One of the great things about Site Meter is that it tells you how people find their way to your blog, i.e., 'referrals.' If they started with a Google search, Site Meter reveals the query that led them to Shoester.
So I was peeking at the referrals this morning, and yesterday, someone wandered over by way of a Google search for "Are my dog's medical expenses a tax write off?" I'm not a tax lawyer, and I don't want to give legal advice via Blogger, but no, you cannot take a deduction for veterinarian bills.

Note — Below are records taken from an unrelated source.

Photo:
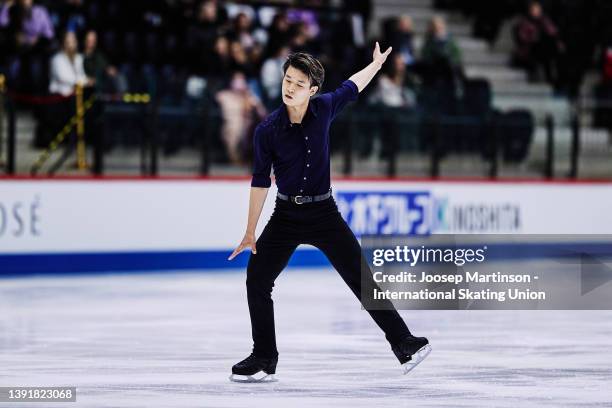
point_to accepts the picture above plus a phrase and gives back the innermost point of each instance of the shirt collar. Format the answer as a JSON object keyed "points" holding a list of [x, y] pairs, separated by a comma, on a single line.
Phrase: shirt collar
{"points": [[284, 115]]}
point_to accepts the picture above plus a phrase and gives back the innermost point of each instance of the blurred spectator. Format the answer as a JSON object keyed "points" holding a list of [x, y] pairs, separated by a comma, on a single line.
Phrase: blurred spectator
{"points": [[272, 76], [29, 34], [202, 37], [440, 56], [241, 32], [30, 23], [393, 88], [537, 44], [301, 39], [70, 14], [101, 74], [67, 67], [279, 34], [240, 110], [241, 60], [400, 36]]}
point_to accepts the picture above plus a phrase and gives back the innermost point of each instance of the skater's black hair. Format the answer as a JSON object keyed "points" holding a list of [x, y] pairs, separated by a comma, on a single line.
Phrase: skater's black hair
{"points": [[309, 65]]}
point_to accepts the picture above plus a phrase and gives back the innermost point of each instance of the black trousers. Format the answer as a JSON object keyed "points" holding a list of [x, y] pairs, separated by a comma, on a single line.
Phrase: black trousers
{"points": [[319, 224]]}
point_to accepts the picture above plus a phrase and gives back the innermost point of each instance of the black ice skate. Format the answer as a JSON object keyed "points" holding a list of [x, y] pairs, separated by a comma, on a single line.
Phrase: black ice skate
{"points": [[255, 369], [411, 351]]}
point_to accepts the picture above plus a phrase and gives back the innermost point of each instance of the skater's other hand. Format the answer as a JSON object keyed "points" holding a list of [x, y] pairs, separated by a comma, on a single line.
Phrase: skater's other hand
{"points": [[247, 242], [378, 56]]}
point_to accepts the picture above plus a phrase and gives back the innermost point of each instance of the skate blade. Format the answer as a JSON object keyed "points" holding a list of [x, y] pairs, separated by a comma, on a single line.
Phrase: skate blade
{"points": [[416, 358], [259, 377]]}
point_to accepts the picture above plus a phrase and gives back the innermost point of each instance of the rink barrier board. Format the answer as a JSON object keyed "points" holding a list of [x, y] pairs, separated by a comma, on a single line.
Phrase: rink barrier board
{"points": [[169, 223], [210, 261]]}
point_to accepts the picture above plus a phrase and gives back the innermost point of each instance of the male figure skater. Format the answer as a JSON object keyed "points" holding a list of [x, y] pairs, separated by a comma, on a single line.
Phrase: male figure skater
{"points": [[295, 140]]}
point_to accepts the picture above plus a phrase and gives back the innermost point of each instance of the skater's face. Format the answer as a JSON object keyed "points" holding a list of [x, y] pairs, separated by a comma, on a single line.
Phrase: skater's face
{"points": [[296, 87]]}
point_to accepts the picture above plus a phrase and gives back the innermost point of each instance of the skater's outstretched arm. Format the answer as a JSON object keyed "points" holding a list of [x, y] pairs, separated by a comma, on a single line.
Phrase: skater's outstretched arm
{"points": [[363, 77], [256, 201]]}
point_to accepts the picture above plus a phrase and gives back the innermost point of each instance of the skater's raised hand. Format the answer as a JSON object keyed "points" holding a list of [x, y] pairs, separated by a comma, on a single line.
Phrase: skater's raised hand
{"points": [[247, 242], [380, 57]]}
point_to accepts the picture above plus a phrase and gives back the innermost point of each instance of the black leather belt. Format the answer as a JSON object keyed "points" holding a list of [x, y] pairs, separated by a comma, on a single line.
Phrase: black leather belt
{"points": [[304, 199]]}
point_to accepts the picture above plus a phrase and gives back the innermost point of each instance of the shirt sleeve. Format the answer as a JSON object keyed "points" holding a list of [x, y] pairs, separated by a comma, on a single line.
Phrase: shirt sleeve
{"points": [[262, 159], [345, 93]]}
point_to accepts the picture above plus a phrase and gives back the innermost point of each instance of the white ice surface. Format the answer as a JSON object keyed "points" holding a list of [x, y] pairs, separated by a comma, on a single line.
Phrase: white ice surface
{"points": [[169, 340]]}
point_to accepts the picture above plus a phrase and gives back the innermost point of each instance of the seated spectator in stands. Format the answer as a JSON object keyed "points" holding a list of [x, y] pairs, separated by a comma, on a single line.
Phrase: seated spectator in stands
{"points": [[202, 38], [440, 55], [30, 32], [393, 88], [272, 76], [401, 39], [31, 22], [241, 61], [301, 38], [241, 111], [537, 44], [103, 76], [241, 32], [219, 65], [279, 34], [67, 67]]}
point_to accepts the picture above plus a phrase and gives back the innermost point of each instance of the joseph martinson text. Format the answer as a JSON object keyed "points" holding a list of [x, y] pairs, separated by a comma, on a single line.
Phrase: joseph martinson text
{"points": [[512, 294]]}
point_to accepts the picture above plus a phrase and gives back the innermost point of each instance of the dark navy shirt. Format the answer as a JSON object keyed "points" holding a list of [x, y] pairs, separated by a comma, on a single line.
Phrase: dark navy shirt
{"points": [[299, 153]]}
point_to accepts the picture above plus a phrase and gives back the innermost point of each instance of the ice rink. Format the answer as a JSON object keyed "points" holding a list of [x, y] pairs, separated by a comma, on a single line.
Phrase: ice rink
{"points": [[170, 339]]}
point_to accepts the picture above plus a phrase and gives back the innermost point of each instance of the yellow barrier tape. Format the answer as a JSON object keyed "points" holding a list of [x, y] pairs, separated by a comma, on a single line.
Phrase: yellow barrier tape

Or bad haircuts.
For some reason, though, there is a deduction for gambling losses. Isn't that odd? I can't deduct the $10 I spent to see Basic Instinct 2, but the old lady who spends an hour feeding a bag of quarters to a slot machine can deduct every quarter that's a loser. On the other hand, if she wins, she has to report it as income. So it's treated like an investment.
I didn't look very hard for figures, but the Center for Responsive Politics has a couple paragraphs about this one. Snip:
The Treasury estimates that in 1995, more than 1,500 millionaires using the gambling deduction cost the government $377 million in tax revenue.
Tax deductions really boil down to subsidies; they're incentives (some more effective than others) to do something, or not to do something, with your money. Why do we subsidize gambling?
1 comment:
I wonder ... is Life Insurance considered a gambling cost? I mean, you are betting on your own demise, right? Death and taxes ... it all there.